I speak on the release of the Sydney to Central West Corridors White Paper. I begin by thanking the Minister for Roads, the Hon. Jenny Aitchison, for her engagement, for her willingness to listen and for commissioning a piece of work that reflects a very different approach to transport planning for the Blue Mountains and the Central West. I am very pleased that the Minister happens to be in the Chamber tonight. My thanks come with a strong sense of perspective, because this is not the beginning of a conversation about transport in the Blue Mountains but rather an important turning point in a very long one.

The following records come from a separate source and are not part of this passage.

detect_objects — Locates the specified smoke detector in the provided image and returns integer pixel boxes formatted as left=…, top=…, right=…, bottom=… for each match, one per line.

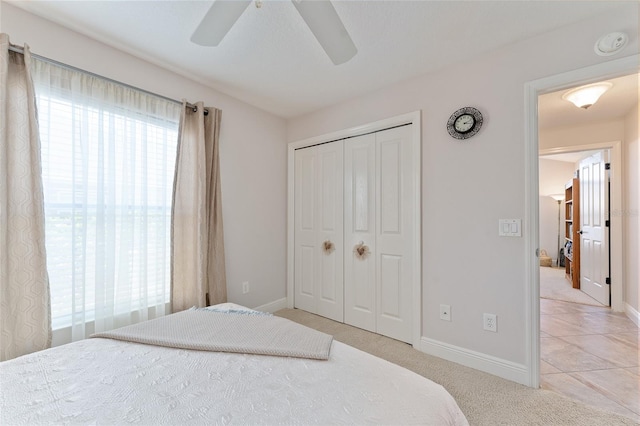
left=594, top=32, right=628, bottom=56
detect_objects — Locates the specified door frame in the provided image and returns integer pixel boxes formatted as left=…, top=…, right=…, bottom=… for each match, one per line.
left=540, top=143, right=622, bottom=309
left=524, top=55, right=638, bottom=388
left=287, top=111, right=422, bottom=347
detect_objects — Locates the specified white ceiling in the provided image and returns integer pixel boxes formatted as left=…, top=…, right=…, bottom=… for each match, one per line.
left=7, top=0, right=637, bottom=119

My electorate of Blue Mountains is a beautiful place, and it always has been. It is defined by breathtaking landscapes, ancient wilderness and a chain of distinctive towns and villages scattered along a narrow ridge line. We are part of a World Heritage area, not by accident but because this place matters environmentally, culturally and socially. We are much more than a mere conduit, motorway or thoroughfare between Sydney and the Central West, and that truth has not changed. What has changed is the way this Labor Government approaches transport planning for our region.
The former Coalition Government's proposals treated my community as an obstacle to be engineered through rather than a place to be respected. At the time, my community was living with fear and uncertainty: fear sparked by "accidental" letters threatening the compulsory acquisition of homes in Blackheath; fear inflamed by talk of a four- or 11-kilometre tunnel; and fear compounded by closed-door processes, secrecy and the deliberate exclusion of elected representatives and the broader community. Many people felt that decisions were being made about them but without them. From what was presented at the time, I did not believe the Great Western Highway tunnel proposal was the best or only option for the Blue Mountains, nor did my community at large. The Sydney to Central West Corridors White Paper represents a clear departure from that approach.

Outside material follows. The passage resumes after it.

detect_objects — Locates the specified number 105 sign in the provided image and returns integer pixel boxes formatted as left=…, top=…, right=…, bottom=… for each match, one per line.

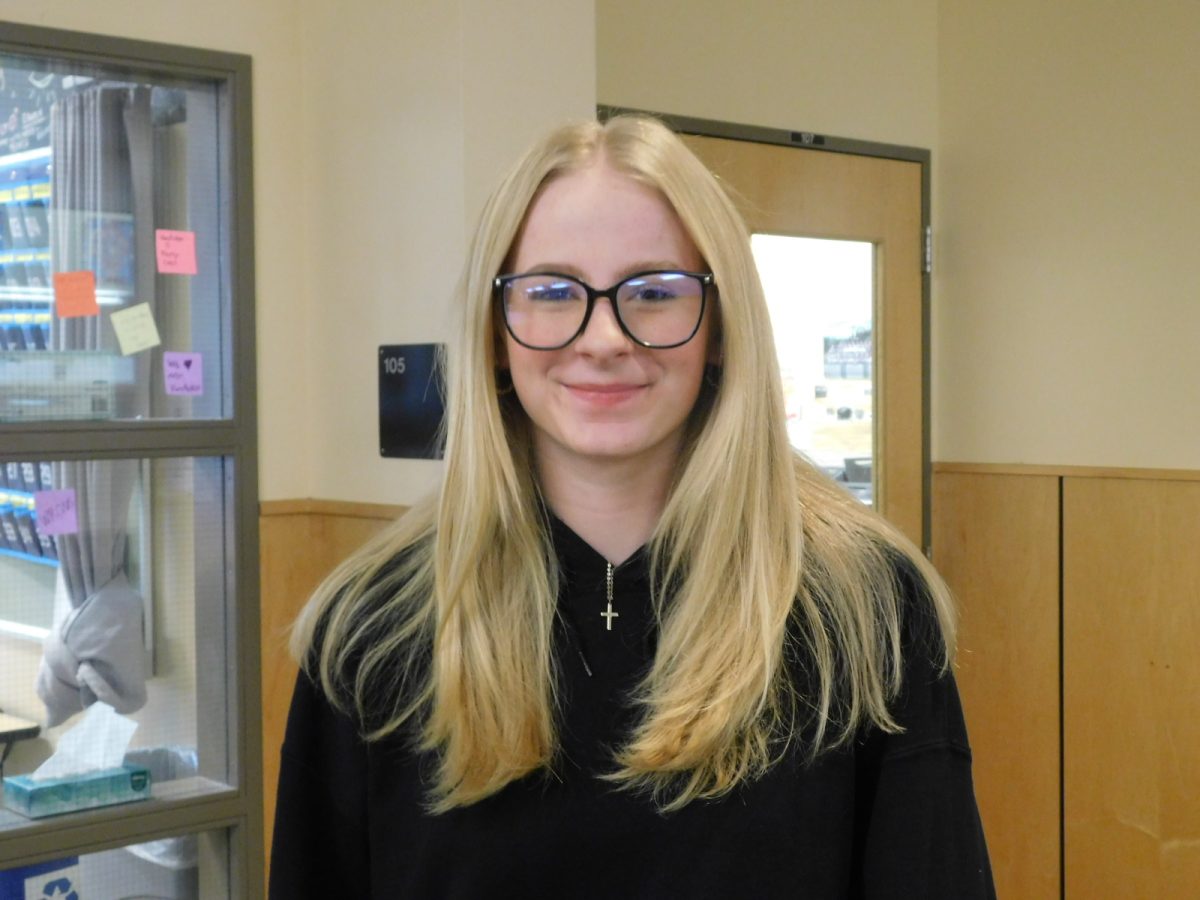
left=378, top=344, right=445, bottom=460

The white paper matters because it listens. It is the product of 18 months of detailed work and was informed by years of engagement with my community, Blue Mountains City Council and local village and resident groups. The message has been consistent for well over a decade: Transport solutions must be coordinated, place-based, evidence-driven and shaped by the people who will live with the consequences. As the local member, I receive a significant volume of correspondence about transport—not form letters but thoughtful, detailed and often deeply personal emails. They come from parents stuck in hour-long queues on Hawkesbury Road who are worried about evacuation routes during bushfires, from residents in the upper mountains who feel trapped in their villages on weekends and public holidays because they are unable to travel even short distances without sitting in traffic for hours, and from community groups and local volunteers who see daily safety risks on the Great Western Highway and fear it is only a matter of time before more lives are lost.
I recently heard from members of the Winmalee Lions Club who raised grave concerns about the long traffic queues on Hawkesbury Road and the danger they pose in a bushfire emergency. As they rightly pointed out, it is the only road in and out for more than 10,000 people. Stationary traffic in fire-prone conditions is not only frustrating but also a threat to life. I have heard from residents travelling between Medlow Bath and Blackheath who described dangerous overtaking by vehicles, cowboy truck drivers, poor visibility at night and repeated near misses.

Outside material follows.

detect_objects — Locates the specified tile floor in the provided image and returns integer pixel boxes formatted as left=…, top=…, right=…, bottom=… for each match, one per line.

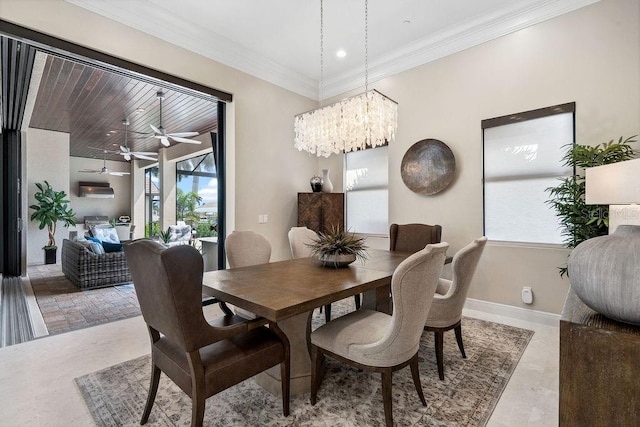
left=0, top=298, right=559, bottom=426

I have heard from upper mountains residents who describe the Great Western Highway as feeling like a daily obstacle course. That is why I have worked closely with strong local associations such as the Medlow Bath Residents Association, Mt Tomah Berambing Community Association, Megalong Valley Community and Landowners Association, Blackheath Alliance and the Springwood and Winmalee communities alongside our council and our Federal member. Transport does not stop at borders, and neither should collaboration. The white paper acknowledges realities that my community has long understood: The Blue Mountains is growing and changing, and visitor numbers and freight movements are increasing. The Western Sydney international airport will place further pressure on an already constrained network.
At the same time, my community often faces unreliable public transport, ageing infrastructure, congestion, limited active transport options and growing vulnerability to climate impacts like floods, landslides and bushfires. Those are not abstract policy challenges; they are daily realities. The white paper makes clear that meeting community needs does not require grandiose, unfunded mega-projects that tear through villages and landscapes. We have seen where that leads—glossy brochures, broken promises and deep community mistrust. We have this white paper instead, and I welcome its practical initiatives. I look forward to working with the Minister, Transport for NSW and my community. The white paper will not fix everything overnight, but it is a fantastic start.